Most upvoted comments

Oh I forgot about the copy. Linking #5539, which is similar.

I think this is a question for the optuna folks, the only place I see where we set best iteration to -1 is in the __init__ method of the booster https://github.com/microsoft/LightGBM/blob/28536a0a5d0c46598fbc930a63cec72399a969e4/python-package/lightgbm/basic.py#L3583

I don’t know what they do to the user attributes that would result in that line being run.

I’d still suggest to use the Booster.current_iteration method for your purposes, since the model is trimmed to have only up to the best iteration. You could also save the best iteration as a separate attribute inside the objective function.

Sorry for interrupting your conversation, I think I might found a possible reproducible example without using Optuna.
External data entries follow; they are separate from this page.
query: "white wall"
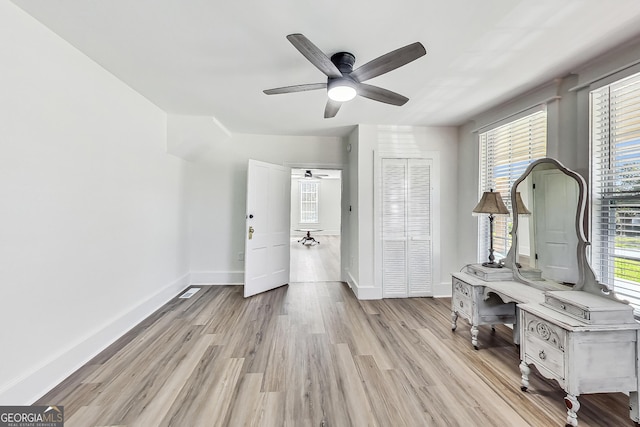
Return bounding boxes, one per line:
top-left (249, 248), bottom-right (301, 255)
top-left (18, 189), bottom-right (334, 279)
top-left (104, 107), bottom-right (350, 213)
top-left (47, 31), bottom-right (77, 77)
top-left (189, 134), bottom-right (346, 284)
top-left (347, 125), bottom-right (458, 299)
top-left (0, 0), bottom-right (189, 405)
top-left (291, 177), bottom-right (342, 236)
from sklearn.datasets import load_breast_cancer
from sklearn.model_selection import train_test_split
from sklearn.metrics import roc_auc_score
import lightgbm as lgb
from lightgbm import early_stopping
import copy


dataset = load_breast_cancer()
x_train, x_test, y_train, y_test = train_test_split(dataset.data, dataset.target, test_size=0.2)
train_set = lgb.Dataset(x_train, label=y_train)
valid_set = lgb.Dataset(x_test, label=y_test)

params = {
    'objective':'binary', 
    'metric': ['auc'],
    'verbosity':-1, 
    'num_iteration': 100
}

model = lgb.train(
    params,
    train_set=train_set, 
    valid_sets=[train_set, valid_set], 
    valid_names=['train_set', 'valid_set'],
    callbacks=[early_stopping(50)]
)

print(model.best_iteration, copy.copy(model).best_iteration, copy.deepcopy(model).best_iteration)

Output

Training until validation scores don't improve for 50 rounds
Did not meet early stopping. Best iteration is:
[59]	train_set's auc: 1	valid_set's auc: 0.995414
59 -1 -1

Oops. Sorry for the inconvenience! I will delete the double-posted stackflow question right away.

Thank you so much for that! One of us will try to look into this soon and help. If you find anything else while investigating, please post it here.
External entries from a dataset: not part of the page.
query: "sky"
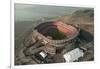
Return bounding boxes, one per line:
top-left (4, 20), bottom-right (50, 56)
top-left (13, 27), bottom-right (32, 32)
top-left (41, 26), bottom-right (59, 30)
top-left (14, 3), bottom-right (93, 21)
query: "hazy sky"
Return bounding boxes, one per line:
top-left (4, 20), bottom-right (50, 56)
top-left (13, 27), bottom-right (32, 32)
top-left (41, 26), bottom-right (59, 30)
top-left (14, 4), bottom-right (93, 21)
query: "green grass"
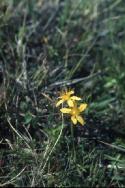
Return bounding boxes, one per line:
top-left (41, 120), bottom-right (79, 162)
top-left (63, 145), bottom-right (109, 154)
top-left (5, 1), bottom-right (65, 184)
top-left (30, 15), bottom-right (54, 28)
top-left (0, 0), bottom-right (125, 187)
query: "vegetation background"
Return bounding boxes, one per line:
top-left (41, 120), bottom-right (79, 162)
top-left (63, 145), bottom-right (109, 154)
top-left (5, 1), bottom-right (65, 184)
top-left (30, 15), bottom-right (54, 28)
top-left (0, 0), bottom-right (125, 187)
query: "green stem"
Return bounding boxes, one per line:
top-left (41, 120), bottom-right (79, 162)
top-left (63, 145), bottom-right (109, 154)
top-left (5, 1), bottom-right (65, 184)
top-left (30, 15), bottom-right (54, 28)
top-left (71, 124), bottom-right (76, 161)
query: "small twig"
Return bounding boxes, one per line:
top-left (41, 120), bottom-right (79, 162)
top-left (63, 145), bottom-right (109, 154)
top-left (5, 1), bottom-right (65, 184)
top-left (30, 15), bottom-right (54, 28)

@jameslamb Really appreciate for your useful advice! I have updated my issue and removed unnecessary code, the newly updated code can be run directly without any modification.

Thanks for using LightGBM.

We’d be happy to help you, but would really appreciate if you could reduce this to a smaller, self-contained example that demonstrates the issue. Consider the strategies in this guide: https://stackoverflow.com/help/minimal-reproducible-example.

For example:

  1. what version of optuna are you using?
  2. does it really require searching values of lambda_l1, lambda_l2, and all those other parameters to reproduce this behavior? If not, remove them from the code sample.
  3. what is the shape and distribution of the data?

We’d really appreciate if you could, for example, create an example that could be copied and pasted with 0 modification by someone trying to help you. For example, start from this for binary classification:

import lightgbm as lgb
from sklearn.datasets import make_blobs

X, y = make_blobs(n_samples=10_000, centers=[[-4, -4], [-4, 4]])

And then fill in the least additional code necessary to show the problem you’re asking for help with.